Daher wurden für die folgenden Aufnahmen eine Färbung mit DiOC6(3) gewählt. Der Carbocyanin Farbstoff färbt abhängig von der Konzentration und Zelltyp entweder Strukturen des endoplasmatischen Reticulum (ER) in den Zellen, oder Mitochondrien. Für C. polypinum können die bläschenförmigen Organellen deutlich gefärbt werden. Eine eindeutige Differenzierung zwischen Mitochondrien und Strukturen des ER ist jedoch nur in Schnitten mit dem TEM möglich. Dies konnte jedoch bereits von Gentekaki et al. (2009) geklärt werden.
Bei der Betrachtung der Fluoreszenz-Aufnahmen achte man auf die helleren Mitochondrien entlang des „Kragens“ um den Zellmund und der Oberfläche des Zellmunds. Diese Mitochondrien erscheinen heller als die übrigen in der Zelle und unter der Pellicula verteilten Mitochondrien. Dies ist kein Zufall oder ein Fehler in der Beobachtung. Auch die Färbung mit DiOC6(3) ist abhängig vom Membranpotential der Mitochondrien. Die hellere Färbung ist hier sehr wahrscheinlich korreliert mit einer höheren Aktivität der Mitochondrien am Kragen und Zellmund, welche die Wimpernregion mit Energie versorgen. Die Fluoreszenz-Färbung mit DiOC6(3) liefert hier tiefere Einsichten in die molekulare Zellbiologie der lebenden Zellen. Die Frage, ob Mitochondrien in einzelnen Zellen einheitlich hell gefärbt erscheinen wurde bereits bei der Färbung mit Rh-6G bzw. Rh-123 in der Literatur kontrovers diskutiert. Diese Aufnahmen liefern wohl wieder einen Beleg dafür, dass das Membranpotential der Mitochondrien auch innerhalb einer einzelnen Zelle unterschiedlich und abhängig ist von der lokalen Aktivität der Mitochondrien.

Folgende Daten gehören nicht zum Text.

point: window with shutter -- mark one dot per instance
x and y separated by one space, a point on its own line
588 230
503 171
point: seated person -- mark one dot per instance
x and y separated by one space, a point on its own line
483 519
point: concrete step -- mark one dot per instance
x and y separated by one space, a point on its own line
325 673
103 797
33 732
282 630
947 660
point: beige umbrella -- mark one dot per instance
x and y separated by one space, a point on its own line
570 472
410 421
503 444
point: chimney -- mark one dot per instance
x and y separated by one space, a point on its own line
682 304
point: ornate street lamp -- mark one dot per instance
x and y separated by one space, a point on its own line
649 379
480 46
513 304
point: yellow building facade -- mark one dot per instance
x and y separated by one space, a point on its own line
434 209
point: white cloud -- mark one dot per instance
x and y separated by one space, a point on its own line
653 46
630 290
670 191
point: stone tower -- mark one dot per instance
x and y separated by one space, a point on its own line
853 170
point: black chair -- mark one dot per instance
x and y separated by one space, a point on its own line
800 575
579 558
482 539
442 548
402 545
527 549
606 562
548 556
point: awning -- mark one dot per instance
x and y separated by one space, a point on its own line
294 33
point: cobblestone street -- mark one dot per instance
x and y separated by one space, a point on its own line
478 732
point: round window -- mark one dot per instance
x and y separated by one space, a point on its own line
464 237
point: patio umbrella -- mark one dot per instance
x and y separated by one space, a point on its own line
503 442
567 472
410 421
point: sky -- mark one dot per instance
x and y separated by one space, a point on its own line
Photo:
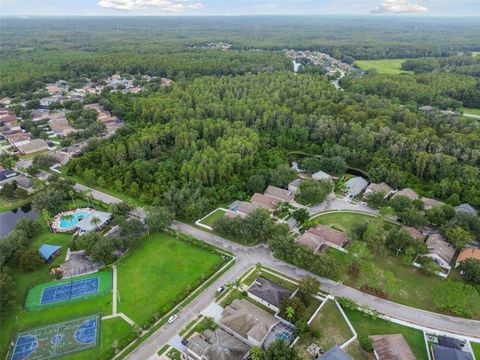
238 7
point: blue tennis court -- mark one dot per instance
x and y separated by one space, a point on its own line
69 290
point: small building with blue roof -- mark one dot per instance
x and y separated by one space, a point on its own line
48 252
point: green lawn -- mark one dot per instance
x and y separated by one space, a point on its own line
209 220
471 111
476 349
12 204
343 220
332 326
384 66
366 325
159 273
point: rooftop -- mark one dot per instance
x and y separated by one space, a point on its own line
269 291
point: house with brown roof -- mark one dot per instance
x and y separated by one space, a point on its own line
33 146
429 203
247 321
278 193
408 193
216 345
414 233
264 201
440 251
268 293
391 347
377 187
467 253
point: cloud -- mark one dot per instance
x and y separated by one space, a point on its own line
398 7
172 6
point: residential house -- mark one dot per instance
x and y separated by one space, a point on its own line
429 203
279 194
408 193
33 146
449 353
355 186
25 183
440 251
320 175
465 208
316 238
293 186
268 293
265 201
312 241
216 345
60 126
18 139
247 321
378 187
391 347
335 353
414 233
467 253
7 174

Viel Spaß beim Betrachten.
Thilo
Literatur: Gentekaki, E., and D. H. Lynn. "High genetic diversity but no population structure of the peritrichous ciliate Carchesium polypinum in the Grand River basin (North America) inferred from nuclear and mitochondrial markers." Applied and Environmental Microbiology (2009).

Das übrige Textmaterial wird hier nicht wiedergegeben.